Том I: Пропавшая рукопись - Джентл Мэри - Страница 112
- Предыдущая
- 112/179
- Следующая
Шаги на палубе заставили ее встрепенуться. Она подняла голову. К ней шли ариф Альдерик, командир, и его подчиненный, тот нес чашу с чем-то вязким, белым, похожим на овсяную кашу-размазню.
— Ешь, — приказал бородатый темноволосый визигот ариф. Крупный мужчина лет сорока.
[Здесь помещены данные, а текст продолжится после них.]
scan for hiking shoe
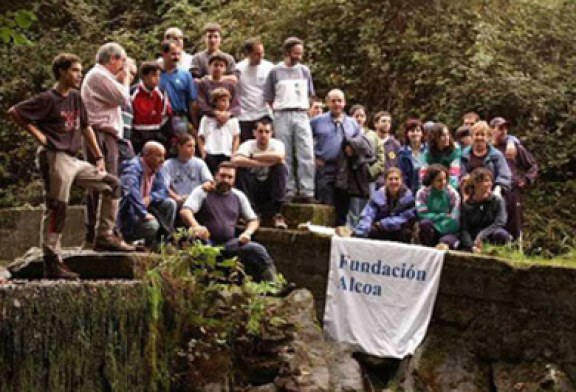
[298,196,320,204]
[44,256,80,280]
[94,233,136,252]
[272,214,288,230]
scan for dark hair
[462,167,494,195]
[208,51,228,66]
[204,22,222,33]
[282,37,304,55]
[139,61,162,78]
[216,161,236,173]
[422,163,449,186]
[348,103,366,116]
[160,39,176,53]
[242,37,263,55]
[384,166,404,182]
[455,125,472,141]
[254,116,272,130]
[404,118,425,145]
[428,123,456,155]
[210,87,232,105]
[373,111,392,126]
[462,112,480,122]
[52,53,82,80]
[176,133,196,146]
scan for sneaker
[299,196,320,204]
[44,256,80,280]
[272,214,288,230]
[94,233,136,252]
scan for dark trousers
[504,186,523,240]
[315,162,338,206]
[236,164,288,215]
[420,219,459,249]
[221,238,274,280]
[316,162,350,226]
[204,154,230,175]
[368,221,415,244]
[240,121,256,143]
[84,129,119,242]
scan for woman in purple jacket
[354,167,416,243]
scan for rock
[330,343,364,392]
[492,362,576,392]
[282,203,334,229]
[0,267,12,283]
[7,248,158,279]
[403,335,491,392]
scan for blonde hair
[470,121,492,135]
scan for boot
[44,255,79,280]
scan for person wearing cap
[190,22,238,83]
[490,117,538,239]
[158,27,192,71]
[196,52,240,121]
[160,41,198,136]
Только через пять дней после боя к ней вернулся голос — резкий, неприятный, и она смогла говорить шепотом. Теперь она уже говорила нормально, только зубы стучали от холода.
— Не буду есть, пока не скажешь, куда плывем. И что стало с моим отрядом.
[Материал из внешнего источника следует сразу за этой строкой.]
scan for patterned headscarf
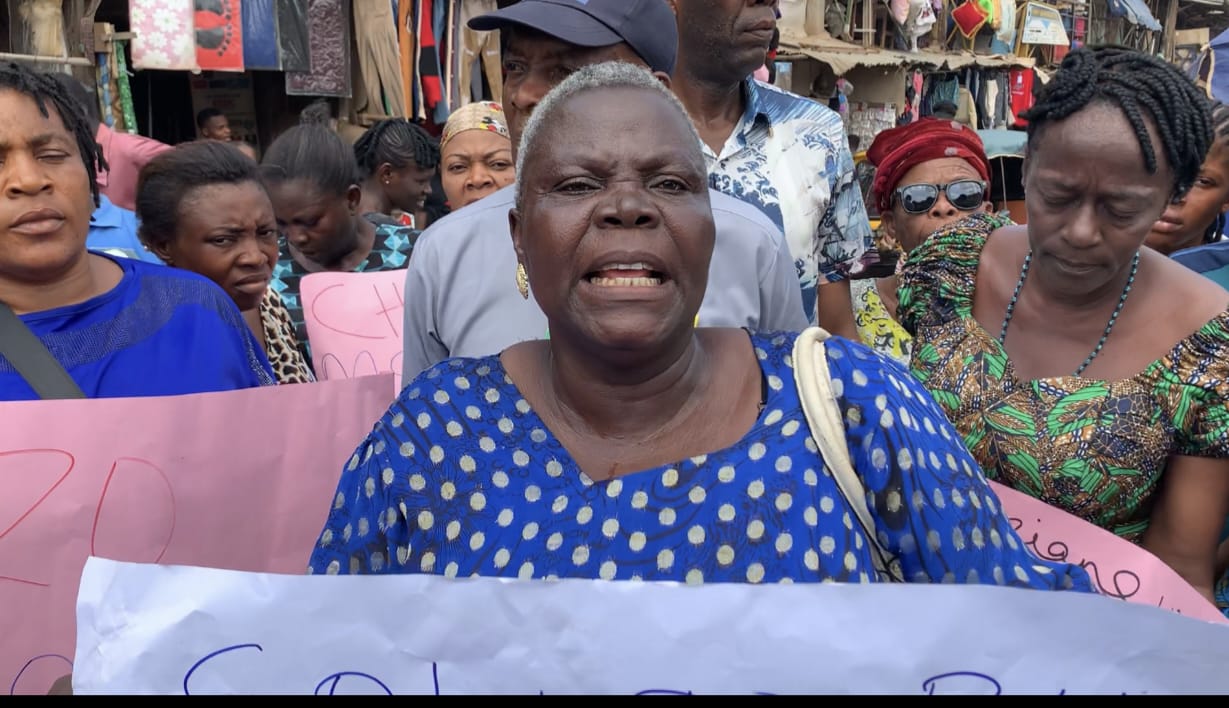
[866,118,991,214]
[440,101,511,151]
«Нетрудно принять решение о голодной забастовке, — подумала Аш, — когда и так ничего не проглотить. Но есть надо, иначе от слабости я не смогу убежать».
Альдерик нахмурился скорее от удивления, чем от гнева:
— Мне приказано именно этого не говорить тебе. Давай, ешь.
Она увидела себя его глазами — тонкая долговязая женщина, с широкими плечами пловца. note 113 Коротко стриженные серебристые волосы; на голове запекшаяся кровь, там, где десять-пятнадцать дней назад открылась рана. Ничего в ней женского, кроме льняной рубахи и лифчика; дрожащая, грязная, вонючая; вся в красных точках от укусов вшей и блох. Колено и плечо перевязаны. Очень просто недооценить.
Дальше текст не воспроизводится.